Photo taken on December 18, 2010
I am looking at this wide openness, my eyes drinking in the clear light, the bright ribbon of liquid gold winding to the far horizon. And for a moment, a brief instant, this is all I need.
* * *
My cousin recently returned from a two-week medical mission to Mali. Her photos show a loving community that by North American standards has less than nothing. When she returned, her mother asked her what she wants for Christmas. She said she’s realized she doesn’t really need anything.
* * *
At a Christmas party I attended last night, I was not the only who who ate more than I needed, then joked about eating too much. I heard someone telling a story about the frustration of parking at the shopping “maul”. The question “Are you ready for Christmas?” prompted conversations about family expectations, travel plans, food and gifts.
* * *
I already have so much more than I need. I am barnacled with stuff, it has stuck to me over the years like an extra layer of fat. I am holding onto unfulfilled dreams, books half-read, sweaters half-knit, materials gathered and gathering dust. I don’t need more, I need less. I need space and open air. I need to free myself for what lies ahead, to be open to the promise of a new year.
Photograph taken on November 28, 2010
The other evening we went for a walk. It had been a hot day, but the temperature dropped suddenly as the sun set. As we turned the corner, we could see why — a bank of fog was spreading its tendrils through the city, bringing with it a refreshing coolness. It was a lovely evening for a walk.
Taken on July 15, 2010
The uptown core of Saint John is fairly low key. Aside from a small cluster of tall buildings at the foot of King Street, the majority of the central city — much of which is 19th century streetscape — is no higher than four or five storeys.
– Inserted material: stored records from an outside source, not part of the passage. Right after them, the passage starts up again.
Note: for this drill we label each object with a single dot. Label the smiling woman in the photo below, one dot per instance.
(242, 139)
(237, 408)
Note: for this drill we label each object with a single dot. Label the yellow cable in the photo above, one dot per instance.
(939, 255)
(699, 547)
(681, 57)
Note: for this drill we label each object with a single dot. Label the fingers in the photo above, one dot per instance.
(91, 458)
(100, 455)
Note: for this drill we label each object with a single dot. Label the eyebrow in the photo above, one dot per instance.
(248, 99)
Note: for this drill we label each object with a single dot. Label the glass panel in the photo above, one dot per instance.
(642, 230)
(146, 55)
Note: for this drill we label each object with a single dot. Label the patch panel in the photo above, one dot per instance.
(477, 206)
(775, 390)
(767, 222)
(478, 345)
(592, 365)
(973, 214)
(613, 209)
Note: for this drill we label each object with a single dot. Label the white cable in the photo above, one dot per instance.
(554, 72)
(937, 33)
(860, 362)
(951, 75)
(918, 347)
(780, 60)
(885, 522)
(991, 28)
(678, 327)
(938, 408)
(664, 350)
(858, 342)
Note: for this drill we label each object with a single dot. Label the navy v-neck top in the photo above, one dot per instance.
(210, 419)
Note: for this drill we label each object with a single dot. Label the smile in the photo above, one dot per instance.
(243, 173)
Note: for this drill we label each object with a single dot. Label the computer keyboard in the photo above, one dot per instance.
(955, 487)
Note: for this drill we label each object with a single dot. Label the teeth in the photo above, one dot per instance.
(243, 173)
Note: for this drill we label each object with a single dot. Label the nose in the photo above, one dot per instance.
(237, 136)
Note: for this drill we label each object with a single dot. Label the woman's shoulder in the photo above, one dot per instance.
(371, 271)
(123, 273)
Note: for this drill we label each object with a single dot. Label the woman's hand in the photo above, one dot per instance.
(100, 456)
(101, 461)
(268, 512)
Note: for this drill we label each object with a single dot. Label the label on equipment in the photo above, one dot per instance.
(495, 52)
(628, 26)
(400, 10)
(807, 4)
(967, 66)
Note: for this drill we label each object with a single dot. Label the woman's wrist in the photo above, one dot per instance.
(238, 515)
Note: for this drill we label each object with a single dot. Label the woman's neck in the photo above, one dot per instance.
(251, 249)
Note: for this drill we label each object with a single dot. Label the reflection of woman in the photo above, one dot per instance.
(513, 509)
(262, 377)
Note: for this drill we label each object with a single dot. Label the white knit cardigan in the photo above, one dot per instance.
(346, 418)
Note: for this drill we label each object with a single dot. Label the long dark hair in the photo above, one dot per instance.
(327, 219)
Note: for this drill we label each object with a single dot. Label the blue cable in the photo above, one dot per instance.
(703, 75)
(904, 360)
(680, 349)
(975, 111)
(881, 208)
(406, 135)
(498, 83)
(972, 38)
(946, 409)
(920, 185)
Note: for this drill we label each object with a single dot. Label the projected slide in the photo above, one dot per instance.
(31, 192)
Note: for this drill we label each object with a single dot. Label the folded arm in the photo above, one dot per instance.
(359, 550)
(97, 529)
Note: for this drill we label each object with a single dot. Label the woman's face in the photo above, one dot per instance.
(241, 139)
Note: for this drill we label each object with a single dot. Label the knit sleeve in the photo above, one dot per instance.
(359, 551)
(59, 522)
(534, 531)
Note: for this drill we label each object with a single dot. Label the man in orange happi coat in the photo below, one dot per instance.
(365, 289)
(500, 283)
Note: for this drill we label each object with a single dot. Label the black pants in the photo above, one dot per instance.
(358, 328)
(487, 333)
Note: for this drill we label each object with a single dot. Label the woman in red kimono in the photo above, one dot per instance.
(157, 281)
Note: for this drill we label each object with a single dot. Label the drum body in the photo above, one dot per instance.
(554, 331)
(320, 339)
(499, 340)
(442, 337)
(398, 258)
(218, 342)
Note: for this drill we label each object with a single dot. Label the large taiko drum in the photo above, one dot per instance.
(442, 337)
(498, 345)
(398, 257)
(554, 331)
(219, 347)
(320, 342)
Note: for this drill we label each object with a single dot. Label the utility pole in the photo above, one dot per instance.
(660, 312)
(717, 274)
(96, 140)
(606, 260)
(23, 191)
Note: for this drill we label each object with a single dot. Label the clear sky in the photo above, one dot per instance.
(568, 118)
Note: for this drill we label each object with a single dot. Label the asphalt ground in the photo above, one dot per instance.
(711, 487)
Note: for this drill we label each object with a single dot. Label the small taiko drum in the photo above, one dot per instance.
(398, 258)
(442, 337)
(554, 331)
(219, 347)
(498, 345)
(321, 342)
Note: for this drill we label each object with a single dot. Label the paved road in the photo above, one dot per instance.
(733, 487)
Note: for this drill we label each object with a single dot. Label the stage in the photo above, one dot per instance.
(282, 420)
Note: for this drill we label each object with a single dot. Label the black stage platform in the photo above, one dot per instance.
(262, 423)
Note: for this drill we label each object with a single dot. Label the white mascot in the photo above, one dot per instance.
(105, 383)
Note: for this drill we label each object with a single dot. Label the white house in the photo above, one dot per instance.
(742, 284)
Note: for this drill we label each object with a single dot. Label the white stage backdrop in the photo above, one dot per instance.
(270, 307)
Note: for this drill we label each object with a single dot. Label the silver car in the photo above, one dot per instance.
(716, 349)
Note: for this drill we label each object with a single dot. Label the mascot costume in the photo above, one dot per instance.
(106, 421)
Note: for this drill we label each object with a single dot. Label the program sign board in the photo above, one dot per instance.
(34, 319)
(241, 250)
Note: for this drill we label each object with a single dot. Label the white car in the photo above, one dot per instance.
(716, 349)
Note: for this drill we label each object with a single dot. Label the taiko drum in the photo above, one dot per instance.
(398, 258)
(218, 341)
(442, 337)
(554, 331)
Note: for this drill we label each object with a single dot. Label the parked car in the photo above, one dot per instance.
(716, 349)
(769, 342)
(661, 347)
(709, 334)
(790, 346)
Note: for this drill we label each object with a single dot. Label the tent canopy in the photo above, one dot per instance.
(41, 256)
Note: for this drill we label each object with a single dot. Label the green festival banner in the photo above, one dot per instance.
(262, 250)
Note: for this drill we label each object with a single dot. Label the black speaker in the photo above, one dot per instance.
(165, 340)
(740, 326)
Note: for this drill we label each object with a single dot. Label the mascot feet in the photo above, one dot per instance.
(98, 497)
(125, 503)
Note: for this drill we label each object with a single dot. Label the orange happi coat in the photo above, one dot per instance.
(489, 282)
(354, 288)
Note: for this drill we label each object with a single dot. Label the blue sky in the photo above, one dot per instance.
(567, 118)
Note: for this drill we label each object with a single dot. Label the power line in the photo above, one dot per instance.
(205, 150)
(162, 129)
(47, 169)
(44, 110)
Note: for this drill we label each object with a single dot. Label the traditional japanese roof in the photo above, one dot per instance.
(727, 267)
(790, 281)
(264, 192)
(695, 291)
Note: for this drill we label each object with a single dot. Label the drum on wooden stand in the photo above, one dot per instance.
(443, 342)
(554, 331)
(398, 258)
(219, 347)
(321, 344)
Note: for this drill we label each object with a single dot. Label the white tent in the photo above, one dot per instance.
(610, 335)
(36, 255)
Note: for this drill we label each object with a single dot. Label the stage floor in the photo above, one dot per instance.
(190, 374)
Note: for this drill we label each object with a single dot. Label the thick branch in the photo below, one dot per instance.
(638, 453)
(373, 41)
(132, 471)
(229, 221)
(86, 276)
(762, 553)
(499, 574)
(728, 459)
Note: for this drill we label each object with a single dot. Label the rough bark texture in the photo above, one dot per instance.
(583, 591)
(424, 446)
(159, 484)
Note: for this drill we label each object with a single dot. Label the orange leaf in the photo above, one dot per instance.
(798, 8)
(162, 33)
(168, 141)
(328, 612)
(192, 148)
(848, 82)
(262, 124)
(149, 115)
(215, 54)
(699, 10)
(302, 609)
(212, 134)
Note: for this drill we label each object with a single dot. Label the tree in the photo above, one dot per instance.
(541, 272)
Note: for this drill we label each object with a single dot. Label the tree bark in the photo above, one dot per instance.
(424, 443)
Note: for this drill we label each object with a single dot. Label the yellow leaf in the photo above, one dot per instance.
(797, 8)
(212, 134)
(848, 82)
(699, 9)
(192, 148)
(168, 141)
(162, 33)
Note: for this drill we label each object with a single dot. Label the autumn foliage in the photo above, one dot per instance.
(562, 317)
And since the city core is built on a hill that climbs up from the harbour, that means there are some interesting views if you know where to look. From the deck of this apartment in the South End where we lived last year, just a stone’s throw from the uptown area, we could see fireworks and the upper decks of cruise ships at high tide. We could see sunsets and steeples. And on a clear night we could see stars. In fact, you can see stars from almost everywhere in the city. All you have to do is look up.